Mid-week market update: Regular readers know that I have been tactically cautious on stocks in the last two weeks, but I don’t want to give the impression that I am wildly bearish. In fact, the SPX is on the verge of a long-term buy signal, marked by the positive monthly MACD reading. Should the index close at or close to current levels by month-end, it will have flashed a buy signal that has shown to be highly effective for intermediate and long term investors.
Before anyone becomes wildly bullish here, some caution may be warranted.
Waiting for confirmation
First of all, I would warn that the monthly MACD buy signal has not been confirmed by a number of other indices. The broader Wilshire 5000 has not flashed a buy signal yet, though it is very close.
Global stocks have also not confirmed the buy signal either.
Similarly, we are also edging close to a MACD monthly buy signal for MSCI EAFE, but international stocks have not confirmed the SPX interim buy signal either.
I am keeping an open mind as to how indicators develop. While we could very well see a long-term buy signal by July 31, the market was in a similar condition in early May when readings were on the verge of a buy signal. Trump went on to derail the rally with his famous weekend tweet that unraveled the trade talks and the equity bull run.
In the short run, the latest upside breakout of the Dow and SPX to fresh all-time highs face a number of challenges. Sentiment has become a little frothy, which is likely to create headwinds for further short-term upside. The 8-day moving average of the equity-only put/call ratio has reached complacent levels. In the past, market rallies have tended to stall when sentiment has reached these levels of enthusiasm.

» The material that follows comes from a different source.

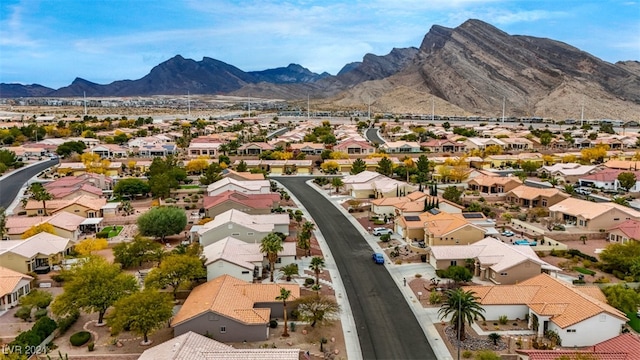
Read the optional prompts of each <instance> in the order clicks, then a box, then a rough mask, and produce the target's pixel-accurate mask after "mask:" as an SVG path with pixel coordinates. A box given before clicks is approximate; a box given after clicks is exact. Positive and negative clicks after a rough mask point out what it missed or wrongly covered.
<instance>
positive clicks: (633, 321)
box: [627, 312, 640, 332]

Current conditions are especially problematical as short-term sentiment has moved to a crowded long condition as the index tests overhead resistance.
Jason Goepfert at SentimenTrader also sounded a couple of cautionary notes:
We saw last month that equity hedge funds apparently have a low exposure to stocks on a longer time frame. We also follow macro and commodity-trading funds, which tend to be more aggressive, leveraged, and trend-following with a shorter time frame. And they have suddenly seen the light, going from 25% short exposure in March to more than 50% long exposure by late last week.
Goepfert also pointed out that small option traders, otherwise known as the retail dumb money, are piling in on the long side, which is contrarian bearish.
Q2 earning season has begun, with the major banks kicking off the reports. While most of the financials have beaten Street expectations, the preliminary market reaction report card has been less than stellar. The sector has marginally underperformed the market, which is another cautionary sign.
From a short-term trading perspective, the SPX is perched just above a gap at 2880-2890 that could get filled. Additional support can be found at about 2950, which is the previous breakout level, Should 2950 support get violated, a gap at 2940-2950 is waiting to get filled as well.
My base case scenario calls for market choppiness and volatility for the next few weeks of earnings season, with a slight bearish bias. My inner investor neutrally positioned at his target asset allocation weights, and my inner trader is holding to his small short position.